Funding to Clean Up School Bus Pollution Is Critical

Statement of Rachel McClure, Environmental Projects Director, Public Citizen’s Texas Office

Every day, children and bus drivers are exposed to a major health threat from the fine particle pollutants released from the exhaust of their diesel-powered school buses. It is commendable that the state is making grant money available to cash-strapped school districts to retrofit their buses with pollution-reduction technology. The Texas Commission on Environmental Quality will work with the school districts to decide which approved technologies might be appropriate.

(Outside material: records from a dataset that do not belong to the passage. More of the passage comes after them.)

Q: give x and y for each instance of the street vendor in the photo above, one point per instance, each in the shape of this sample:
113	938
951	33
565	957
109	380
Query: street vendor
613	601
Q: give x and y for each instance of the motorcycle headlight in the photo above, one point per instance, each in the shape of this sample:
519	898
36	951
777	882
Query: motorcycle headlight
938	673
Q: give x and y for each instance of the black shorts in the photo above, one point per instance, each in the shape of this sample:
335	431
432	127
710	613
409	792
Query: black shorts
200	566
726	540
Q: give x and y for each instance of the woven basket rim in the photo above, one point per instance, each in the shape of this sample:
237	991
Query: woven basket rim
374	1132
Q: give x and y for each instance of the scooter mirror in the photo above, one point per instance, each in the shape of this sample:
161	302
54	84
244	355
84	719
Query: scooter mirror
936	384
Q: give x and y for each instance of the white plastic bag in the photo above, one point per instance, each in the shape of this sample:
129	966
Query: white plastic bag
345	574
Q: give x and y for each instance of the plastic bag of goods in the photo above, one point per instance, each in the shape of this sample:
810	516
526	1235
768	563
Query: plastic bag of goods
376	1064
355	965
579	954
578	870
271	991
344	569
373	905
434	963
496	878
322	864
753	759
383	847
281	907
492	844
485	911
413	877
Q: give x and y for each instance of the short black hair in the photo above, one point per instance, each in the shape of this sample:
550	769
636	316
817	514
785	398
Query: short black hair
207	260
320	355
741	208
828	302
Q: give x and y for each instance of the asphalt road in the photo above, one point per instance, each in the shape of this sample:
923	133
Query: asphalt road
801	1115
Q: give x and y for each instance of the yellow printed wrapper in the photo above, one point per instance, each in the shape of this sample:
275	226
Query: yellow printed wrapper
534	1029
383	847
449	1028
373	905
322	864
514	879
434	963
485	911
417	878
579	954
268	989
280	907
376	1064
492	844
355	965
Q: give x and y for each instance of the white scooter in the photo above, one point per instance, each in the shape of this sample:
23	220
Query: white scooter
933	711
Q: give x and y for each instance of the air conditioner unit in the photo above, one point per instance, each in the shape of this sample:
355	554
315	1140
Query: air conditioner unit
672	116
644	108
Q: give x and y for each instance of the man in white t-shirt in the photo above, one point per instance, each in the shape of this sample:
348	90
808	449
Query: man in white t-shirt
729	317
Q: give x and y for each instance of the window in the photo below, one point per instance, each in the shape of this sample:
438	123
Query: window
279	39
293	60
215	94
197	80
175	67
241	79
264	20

School bus drivers and children are exposed to nearly 40 toxic substances from bus exhaust fumes, which make their way into the bus cabin and the air around the bus. Levels of particulate matter in and around school buses can be five to 10 times higher than normal outside levels. School buses can become a “hot spot” of pollution exposure for school children because they breathe more air per pound of body weight, and their lungs are still developing. These pollutants contribute to a laundry list of adverse health effects.

Reducing the health impacts of air pollution to our school bus drivers and our school kids should be a state priority.

During the first grant cycle, Texas’ 51 school districts retrofitted about 2,600 buses. The second grant round is now available to applicants. Public Citizen strongly supports the state’s efforts and applauds the school districts for protecting school kids and bus drivers. We urge the state to continue to fund this program until all buses have been cleaned up.